Burnのオーバーラップを牽制するためにも右サイドで張って仕事ができる選手が欲しい
・攻守ともにサイドの人数が不足しがちなので、サイドに人数をかけて制圧したい
ライン間で受ける選手に弱い傾向にあるのでここを上手く利用する
中央に人数をかけて攻めてくる傾向にあるのでここへしっかりと対応できる中盤の選手の起用

 そこで選んだのが下の様なメンバー。Ozilをトップにする0トップもみてみたいが、Ceballosが不在で中盤の人員に余裕がないので断念。Pepe、Aubameyangは基本的に前残りさせるようにして常に裏をつく脅威を与えていきたい。


 守備時には下の図のような形になる。Lacazette、OzilでDMFをみるようにし、基本的にTorreiraは余らせるようにして相手が中央に人数をかけてきた場合に刈り取る役割に専念してもらいたい。ちなみに下の図の右はブライトンが442で来た時の守備であるが、その場合もさほど変わらない方法で守ることができるようになっている。懸念点と言えばドリブルでの推進力に長けたConnollyとSokratisが一対一になる場面が多くなってしまいそうなことであるが、Kolasinacを左SBで起用していたことからもLjungbergは4バックを好んでいそうで、4バックを採用する以上このリスクは常に生まれると思う。割り切ってSokratisに期待するしかない。

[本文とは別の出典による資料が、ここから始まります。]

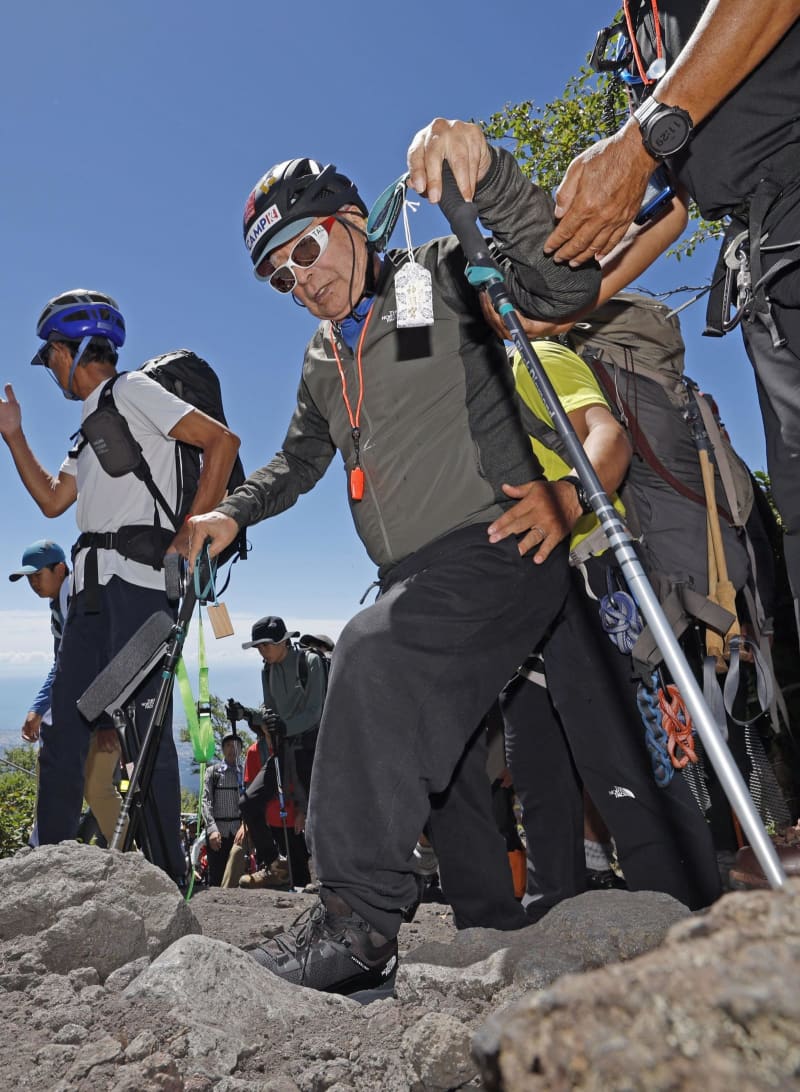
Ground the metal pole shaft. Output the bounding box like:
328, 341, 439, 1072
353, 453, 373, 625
506, 303, 786, 888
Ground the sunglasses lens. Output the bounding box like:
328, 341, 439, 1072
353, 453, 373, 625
255, 254, 275, 281
270, 265, 297, 293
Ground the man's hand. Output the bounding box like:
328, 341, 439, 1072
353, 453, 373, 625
95, 728, 119, 755
185, 512, 239, 571
0, 383, 22, 440
408, 118, 491, 204
21, 710, 41, 744
545, 120, 658, 266
264, 709, 286, 733
488, 482, 583, 565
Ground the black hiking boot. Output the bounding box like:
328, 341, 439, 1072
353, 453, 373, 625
251, 894, 397, 1005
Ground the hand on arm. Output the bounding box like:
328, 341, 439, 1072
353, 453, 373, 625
488, 404, 631, 565
408, 118, 491, 204
546, 0, 800, 265
0, 383, 77, 519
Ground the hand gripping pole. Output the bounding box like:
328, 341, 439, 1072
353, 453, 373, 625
439, 163, 786, 889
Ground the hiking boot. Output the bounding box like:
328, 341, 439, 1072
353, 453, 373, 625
239, 857, 289, 888
251, 894, 397, 1005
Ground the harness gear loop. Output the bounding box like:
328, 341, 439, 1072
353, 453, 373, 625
658, 683, 697, 770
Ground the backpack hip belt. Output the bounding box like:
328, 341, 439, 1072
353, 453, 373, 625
71, 524, 175, 614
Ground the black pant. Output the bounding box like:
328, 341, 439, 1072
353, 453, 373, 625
309, 524, 569, 936
42, 577, 186, 879
501, 556, 720, 909
741, 189, 800, 633
205, 834, 235, 887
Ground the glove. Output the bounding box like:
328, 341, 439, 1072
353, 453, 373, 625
264, 709, 286, 734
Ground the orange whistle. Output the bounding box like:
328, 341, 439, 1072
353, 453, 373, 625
350, 466, 363, 500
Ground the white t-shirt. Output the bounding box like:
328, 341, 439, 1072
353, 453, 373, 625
61, 371, 193, 594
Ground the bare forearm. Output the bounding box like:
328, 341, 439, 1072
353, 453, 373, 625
4, 429, 74, 518
583, 419, 632, 492
189, 431, 239, 515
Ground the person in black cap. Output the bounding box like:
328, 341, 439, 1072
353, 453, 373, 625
239, 615, 326, 887
202, 732, 243, 887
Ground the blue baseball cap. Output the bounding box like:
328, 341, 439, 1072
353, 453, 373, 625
9, 538, 67, 580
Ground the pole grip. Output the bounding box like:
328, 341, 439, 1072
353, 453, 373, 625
439, 159, 499, 271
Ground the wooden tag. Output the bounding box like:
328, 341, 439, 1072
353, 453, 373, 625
205, 603, 234, 641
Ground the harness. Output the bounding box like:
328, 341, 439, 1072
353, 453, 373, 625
69, 372, 180, 614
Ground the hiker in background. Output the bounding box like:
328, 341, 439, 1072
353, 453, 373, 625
501, 341, 720, 917
568, 293, 793, 853
546, 0, 800, 637
202, 733, 243, 887
9, 538, 70, 744
9, 539, 122, 845
0, 288, 239, 881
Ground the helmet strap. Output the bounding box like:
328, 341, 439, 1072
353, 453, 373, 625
61, 336, 92, 402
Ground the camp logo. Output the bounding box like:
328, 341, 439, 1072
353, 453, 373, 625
244, 205, 280, 253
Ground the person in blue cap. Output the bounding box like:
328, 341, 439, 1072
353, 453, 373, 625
9, 538, 70, 744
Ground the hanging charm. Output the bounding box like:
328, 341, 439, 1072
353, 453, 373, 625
394, 192, 433, 329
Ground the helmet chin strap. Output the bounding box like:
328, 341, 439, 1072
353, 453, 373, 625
61, 336, 92, 402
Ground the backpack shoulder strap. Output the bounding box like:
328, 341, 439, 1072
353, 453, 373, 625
297, 649, 309, 690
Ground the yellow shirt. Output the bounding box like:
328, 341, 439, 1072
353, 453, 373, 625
512, 341, 625, 554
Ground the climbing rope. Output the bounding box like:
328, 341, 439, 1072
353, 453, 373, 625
658, 683, 697, 770
598, 569, 644, 654
636, 672, 674, 788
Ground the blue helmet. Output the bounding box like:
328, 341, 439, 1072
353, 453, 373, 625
31, 288, 126, 401
36, 288, 126, 348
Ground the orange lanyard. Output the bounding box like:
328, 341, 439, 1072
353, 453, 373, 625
329, 307, 374, 500
622, 0, 664, 86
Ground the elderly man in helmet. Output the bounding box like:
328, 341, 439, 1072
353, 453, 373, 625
187, 119, 599, 996
0, 288, 239, 880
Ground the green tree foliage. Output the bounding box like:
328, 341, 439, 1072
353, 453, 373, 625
0, 746, 36, 857
480, 64, 724, 260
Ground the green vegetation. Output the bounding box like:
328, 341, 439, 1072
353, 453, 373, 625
0, 746, 36, 857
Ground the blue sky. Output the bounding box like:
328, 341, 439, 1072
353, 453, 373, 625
0, 0, 764, 743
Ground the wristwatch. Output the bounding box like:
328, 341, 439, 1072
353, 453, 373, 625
559, 474, 594, 515
633, 96, 694, 159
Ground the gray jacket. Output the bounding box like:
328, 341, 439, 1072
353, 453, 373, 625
218, 150, 599, 572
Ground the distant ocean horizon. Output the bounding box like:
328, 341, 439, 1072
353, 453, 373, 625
0, 724, 200, 793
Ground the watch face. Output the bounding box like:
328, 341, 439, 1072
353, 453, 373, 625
647, 112, 692, 156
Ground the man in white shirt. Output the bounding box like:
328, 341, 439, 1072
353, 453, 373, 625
0, 288, 239, 880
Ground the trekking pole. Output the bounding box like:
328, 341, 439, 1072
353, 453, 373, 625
439, 162, 786, 888
270, 732, 295, 888
109, 582, 196, 850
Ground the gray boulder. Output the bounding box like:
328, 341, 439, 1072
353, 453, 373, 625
122, 936, 353, 1079
474, 880, 800, 1092
0, 842, 200, 988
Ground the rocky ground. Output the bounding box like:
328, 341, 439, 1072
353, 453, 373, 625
0, 844, 800, 1092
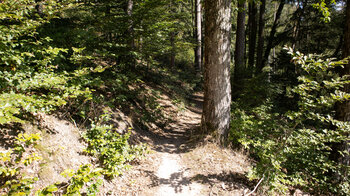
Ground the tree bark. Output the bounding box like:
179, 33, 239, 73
170, 32, 176, 69
256, 0, 266, 74
336, 0, 350, 182
126, 0, 135, 50
201, 0, 231, 144
248, 1, 258, 72
194, 0, 202, 72
233, 1, 246, 94
262, 0, 285, 66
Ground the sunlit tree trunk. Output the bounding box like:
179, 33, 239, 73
170, 32, 176, 69
202, 0, 231, 143
262, 0, 285, 66
233, 1, 246, 94
248, 1, 258, 73
194, 0, 202, 72
126, 0, 135, 50
256, 0, 266, 73
336, 0, 350, 182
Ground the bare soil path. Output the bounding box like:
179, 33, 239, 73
101, 89, 251, 196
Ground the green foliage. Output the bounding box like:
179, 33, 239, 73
63, 165, 102, 195
231, 50, 350, 195
35, 164, 102, 196
84, 114, 146, 177
0, 133, 41, 195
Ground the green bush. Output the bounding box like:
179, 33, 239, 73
230, 47, 350, 195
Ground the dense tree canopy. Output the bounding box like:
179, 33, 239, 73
0, 0, 350, 195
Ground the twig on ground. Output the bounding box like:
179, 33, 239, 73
243, 174, 265, 196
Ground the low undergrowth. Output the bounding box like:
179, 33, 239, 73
231, 50, 350, 195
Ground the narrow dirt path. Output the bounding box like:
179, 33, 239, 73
153, 94, 203, 196
100, 90, 251, 196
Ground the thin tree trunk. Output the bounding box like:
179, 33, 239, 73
195, 0, 202, 72
233, 1, 246, 91
170, 32, 176, 69
201, 0, 231, 144
248, 1, 258, 73
256, 0, 266, 73
262, 0, 285, 66
336, 0, 350, 182
126, 0, 135, 50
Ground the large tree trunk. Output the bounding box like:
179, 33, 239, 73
336, 0, 350, 182
126, 0, 135, 50
233, 1, 246, 95
202, 0, 231, 144
262, 0, 285, 66
170, 32, 176, 69
194, 0, 202, 72
256, 0, 266, 73
248, 1, 258, 73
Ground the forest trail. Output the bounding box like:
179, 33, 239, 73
153, 91, 203, 196
101, 90, 251, 196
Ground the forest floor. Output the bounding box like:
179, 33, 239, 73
0, 68, 256, 196
101, 89, 254, 196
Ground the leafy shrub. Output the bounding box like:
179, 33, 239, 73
84, 114, 146, 177
231, 50, 350, 195
0, 134, 41, 195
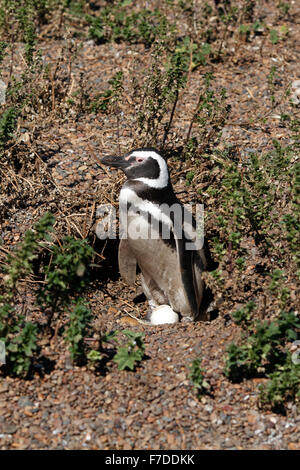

 下の動画を観るとわかるように、Potter監督は非常に理知的な話し方をする監督で、界隈では非常に評価されている様である。就任2試合目でこういった監督を相手にしなければいけないというのはLjungbergにとって非常に酷な話であるが年齢的にはLjungbergの方がわずか2歳若いだけである。同年代の実力者に真正面からぶつかることはLjungberg自身の成長にとってもかけがえのない経験になるはずだ。the Arsenal wayの片鱗をみせて、そして久々の勝利を掴み取ってほしい。